I’ll wind up with a bit of ‘true and false’. These are the things that after 30 years of practice, I know in my bones to be fact: 

  • “If you build it, they will come.” FALSE. This is a myth in the modern legal profession. Get the clients first and build the minimum offering you need to service those clients ensuring seamless scalability. That means forgetting about the fancy fit-outs and the paralegals for now.

  • “It is not what you know, but who you know.” TRUE. Your value as a lawyer is measured on the strength of your networks. AI and legal technology are getting smarter all the time, reducing the need for technical experts, but they’re not great at fostering strong relationships (yet).

  • “Law firms are different to other businesses.” FALSE. The legal profession is not immune from the same changes occurring to all workplaces. BDMs, CRMs, TEs, and CAs are not just silly acronyms that only start-ups need bother with – you need to be across them and embrace them. (They couldn’t be more inane than ‘Associate’ and ‘Senior Associate’!) 

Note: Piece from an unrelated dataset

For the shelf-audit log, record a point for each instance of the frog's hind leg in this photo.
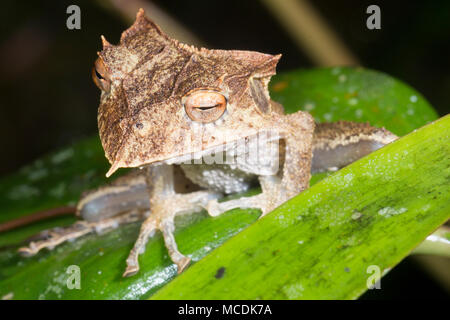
(338, 144)
(297, 133)
(165, 205)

  • “Pay it forward.” (VERY) TRUE. The legal profession has been good to me, and I want others to experience the same success. Being able to mentor, teach, learn from and share wealth with the brilliant young people that have come through Littles over the years has been a privilege. This has meant – required – being able to put myself in the shoes of others, including those knocking at the door for partnership. Empathy is the common characteristic of the most successful lawyers – and the most successful business people. 


Finally, whether you are running your own firm, or buying shares, maintain a zero dickheads policy (that includes the so-called ‘brilliant’ ones) – and don’t become one. No one will want to work for you – or at least, not the ones you need. Speak plainly, constantly and critically evaluate your own performance. Argue your position strongly but accept the decision once made and get on board with it.